Billboards promoting the presidential election in Moscow. Yaroslav Chingaev / Moskva News Agency

With Russia's presidential election weeks away and early voting already underway in parts of Russia and occupied Ukraine, campaign season is in full swing. 

While President Vladimir Putin is all but certain to win in the March 17 vote, his political organization and the three candidates allowed to run against him are nonetheless blanketing television and the internet with their campaign ads.

Communist Party candidate Nikolai Kharitonov released a video that starts with him surrounded by televisions broadcasting discussions on inflation and markets. 

He promises to turn off this “chatter” forever before heading out to Red Square, imagining scenes of combines rolling through golden fields of grain, pumping oil wells and the Soviet flag flying above the Kremlin.

The clip ends with the slogan “We played at capitalism and that’s enough!” 

Some social media users described the ad as “cringey.”

Meanwhile, an ad for the far-right nationalist Liberal Democratic Party’s (LDPR) Leonid Slutsky presents him as the heir to his predecessor, the late Vladimir Zhirinovsky. 

The ad offers no other indication of Slutsky’s platform apart from the slogan “Zhirinovsky’s work lives on!”

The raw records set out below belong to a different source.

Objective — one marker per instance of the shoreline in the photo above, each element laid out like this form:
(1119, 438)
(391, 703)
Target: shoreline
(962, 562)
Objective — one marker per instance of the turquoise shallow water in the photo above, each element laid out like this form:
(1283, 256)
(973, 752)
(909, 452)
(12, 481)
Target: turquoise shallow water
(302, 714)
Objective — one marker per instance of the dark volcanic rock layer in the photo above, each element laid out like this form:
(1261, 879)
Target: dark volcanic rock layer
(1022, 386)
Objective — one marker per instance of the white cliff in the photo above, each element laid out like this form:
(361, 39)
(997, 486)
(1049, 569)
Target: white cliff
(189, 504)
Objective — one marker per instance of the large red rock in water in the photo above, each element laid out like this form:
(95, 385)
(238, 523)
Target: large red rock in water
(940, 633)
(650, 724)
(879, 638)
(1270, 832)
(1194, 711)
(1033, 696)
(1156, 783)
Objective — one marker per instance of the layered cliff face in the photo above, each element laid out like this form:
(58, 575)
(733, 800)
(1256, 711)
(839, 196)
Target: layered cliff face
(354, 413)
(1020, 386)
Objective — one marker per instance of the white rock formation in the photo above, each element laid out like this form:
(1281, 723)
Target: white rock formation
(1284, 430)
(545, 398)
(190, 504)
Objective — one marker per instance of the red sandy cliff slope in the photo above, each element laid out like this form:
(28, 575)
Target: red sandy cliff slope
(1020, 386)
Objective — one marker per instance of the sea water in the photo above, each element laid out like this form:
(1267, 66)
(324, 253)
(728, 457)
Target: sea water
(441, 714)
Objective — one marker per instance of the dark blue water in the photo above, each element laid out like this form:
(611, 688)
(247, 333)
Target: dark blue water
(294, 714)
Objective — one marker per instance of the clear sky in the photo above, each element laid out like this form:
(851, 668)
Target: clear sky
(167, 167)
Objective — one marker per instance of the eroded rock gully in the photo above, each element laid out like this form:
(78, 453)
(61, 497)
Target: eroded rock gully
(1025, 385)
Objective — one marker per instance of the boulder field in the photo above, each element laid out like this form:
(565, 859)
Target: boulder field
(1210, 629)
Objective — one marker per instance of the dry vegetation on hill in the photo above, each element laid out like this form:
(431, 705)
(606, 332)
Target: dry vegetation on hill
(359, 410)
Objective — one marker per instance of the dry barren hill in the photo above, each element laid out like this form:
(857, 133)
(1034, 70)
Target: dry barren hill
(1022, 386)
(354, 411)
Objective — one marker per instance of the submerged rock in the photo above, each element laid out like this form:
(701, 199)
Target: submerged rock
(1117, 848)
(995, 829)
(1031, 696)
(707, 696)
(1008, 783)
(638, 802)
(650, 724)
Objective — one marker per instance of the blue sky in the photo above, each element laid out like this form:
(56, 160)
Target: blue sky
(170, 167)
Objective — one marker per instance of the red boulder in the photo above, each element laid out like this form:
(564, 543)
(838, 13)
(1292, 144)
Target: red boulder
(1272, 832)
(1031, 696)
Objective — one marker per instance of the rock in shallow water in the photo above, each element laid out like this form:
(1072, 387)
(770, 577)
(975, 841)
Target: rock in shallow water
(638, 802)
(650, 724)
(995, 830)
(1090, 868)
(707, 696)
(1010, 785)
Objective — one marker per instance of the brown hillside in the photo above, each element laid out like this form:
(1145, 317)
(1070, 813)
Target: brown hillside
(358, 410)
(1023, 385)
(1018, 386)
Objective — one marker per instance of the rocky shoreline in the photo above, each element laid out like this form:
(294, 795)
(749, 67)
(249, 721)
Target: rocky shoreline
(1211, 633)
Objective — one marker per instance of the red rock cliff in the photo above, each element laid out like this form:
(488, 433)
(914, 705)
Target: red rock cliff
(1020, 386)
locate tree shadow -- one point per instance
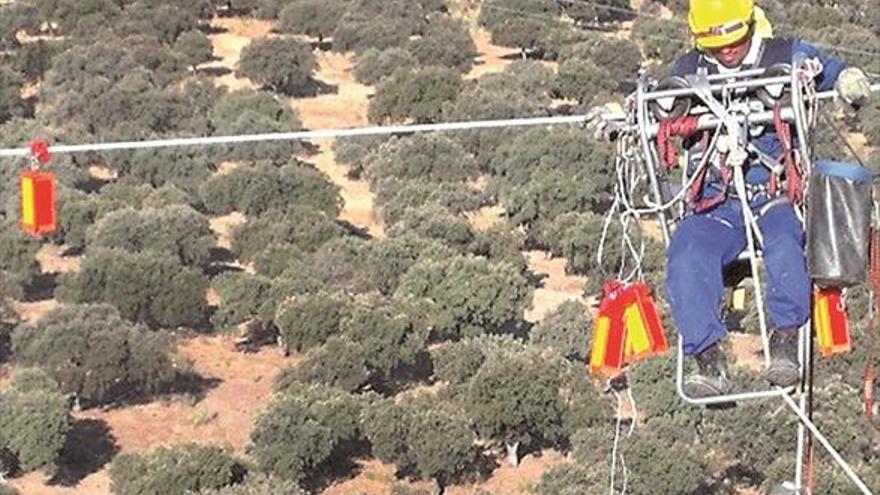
(42, 288)
(214, 71)
(74, 251)
(354, 230)
(89, 446)
(484, 465)
(186, 383)
(728, 480)
(535, 279)
(405, 377)
(210, 29)
(324, 45)
(311, 89)
(220, 255)
(339, 466)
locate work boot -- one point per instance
(784, 370)
(710, 380)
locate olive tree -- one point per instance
(183, 468)
(11, 102)
(33, 428)
(195, 47)
(147, 287)
(416, 95)
(445, 42)
(96, 355)
(305, 228)
(564, 330)
(426, 435)
(374, 65)
(175, 230)
(426, 157)
(242, 112)
(280, 64)
(514, 399)
(471, 295)
(254, 190)
(315, 18)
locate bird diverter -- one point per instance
(627, 328)
(830, 322)
(838, 224)
(38, 194)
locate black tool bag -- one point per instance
(838, 224)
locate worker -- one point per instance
(730, 36)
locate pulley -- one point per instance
(671, 107)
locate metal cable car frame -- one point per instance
(636, 143)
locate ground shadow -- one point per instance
(728, 481)
(214, 71)
(42, 288)
(354, 230)
(310, 89)
(210, 29)
(89, 446)
(186, 383)
(340, 466)
(220, 255)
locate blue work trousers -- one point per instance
(703, 244)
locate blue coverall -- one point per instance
(704, 243)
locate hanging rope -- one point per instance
(683, 127)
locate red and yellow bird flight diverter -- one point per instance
(830, 322)
(627, 328)
(38, 194)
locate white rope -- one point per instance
(616, 443)
(303, 135)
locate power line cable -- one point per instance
(304, 135)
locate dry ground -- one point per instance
(240, 384)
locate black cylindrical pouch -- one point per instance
(838, 224)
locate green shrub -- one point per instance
(243, 296)
(435, 222)
(445, 42)
(258, 189)
(180, 469)
(147, 287)
(417, 95)
(426, 157)
(174, 230)
(307, 321)
(288, 441)
(471, 295)
(95, 354)
(34, 428)
(374, 65)
(395, 197)
(305, 228)
(338, 363)
(315, 18)
(18, 262)
(281, 64)
(243, 112)
(565, 331)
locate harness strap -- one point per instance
(793, 179)
(870, 369)
(683, 127)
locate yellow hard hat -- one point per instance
(717, 23)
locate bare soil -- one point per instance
(239, 385)
(557, 286)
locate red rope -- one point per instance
(795, 188)
(870, 370)
(683, 127)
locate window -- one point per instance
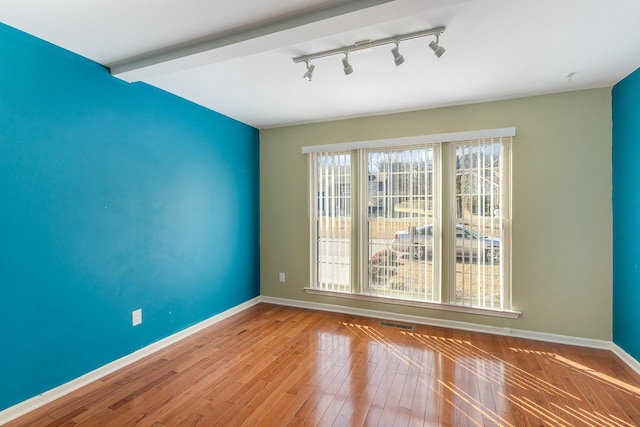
(423, 220)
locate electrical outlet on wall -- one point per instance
(136, 317)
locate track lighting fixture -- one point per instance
(366, 45)
(397, 58)
(309, 74)
(348, 69)
(437, 49)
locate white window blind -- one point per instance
(427, 221)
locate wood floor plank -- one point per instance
(281, 366)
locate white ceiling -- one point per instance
(235, 57)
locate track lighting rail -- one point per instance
(365, 45)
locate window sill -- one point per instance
(509, 314)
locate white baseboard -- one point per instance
(29, 405)
(626, 357)
(35, 402)
(472, 327)
(453, 324)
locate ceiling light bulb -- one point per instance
(309, 74)
(397, 58)
(437, 49)
(348, 69)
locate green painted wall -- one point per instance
(561, 206)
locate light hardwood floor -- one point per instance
(276, 366)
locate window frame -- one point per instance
(359, 239)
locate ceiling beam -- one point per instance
(232, 45)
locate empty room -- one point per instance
(320, 212)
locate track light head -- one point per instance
(397, 58)
(348, 69)
(309, 74)
(437, 49)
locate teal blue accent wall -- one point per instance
(626, 214)
(113, 197)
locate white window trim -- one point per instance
(411, 140)
(508, 314)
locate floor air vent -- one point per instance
(397, 326)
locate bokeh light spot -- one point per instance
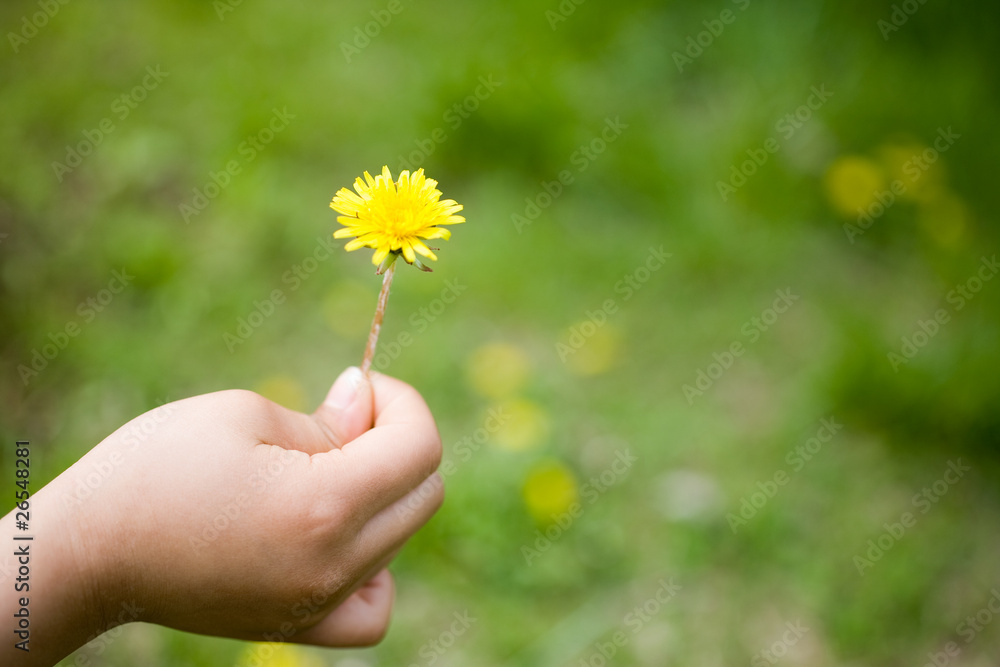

Slutsky has previously said “A vote for Slutsky and LDPR is absolutely not a vote against Putin” and that he “won't take away votes from the president of Russia.”

One popular Russian blogger, who writes that he was once an LDPR fan, noted that if one were to remove all mention of Zhirinovsky from the video, there would be nothing left. 

The centrist New People party, which has been described as a Kremlin-backed spoiler, released an upbeat and forward-looking clip depicting its candidate Vladislav Davankov riding a modern train through a snowy forest, speaking to constituents and touring high-tech factories. 

Among other lukewarm political proclamations, Davankov calls on voters to vote for him “so we can all live with dignity and freedom in a modern and peaceful country.” 

Opposition leaders say the Kremlin seeks to rally strong voter turnout so it can send a propaganda message to the world that Putin has the support of the vast majority of Russians — and thus that “Putin cannot be defeated unless all of Russia is defeated.”

As such, some campaigns encourage Russians to vote in general rather than for a specific candidate. 

A homophobic video clip recently released on YouTube threatens citizens that not voting could lead to a dystopian future in which traditional family values have been replaced by a system organized by “rainbow tribunals” and “gender harmony” re-education.

Meanwhile, Putin’s campaign appears confident enough in his victory that he does not even appear in some of his ads. 

One shows footage of bears with an overlay of Putin’s speeches referencing the “Russian bear,” “our symbol” which “doesn’t leave” and “won’t give up the taiga.” 

The phrases are an apparent signal of Russia’s determination to continue fighting alleged Nazis in Ukraine and whatever other enemies a bear might have.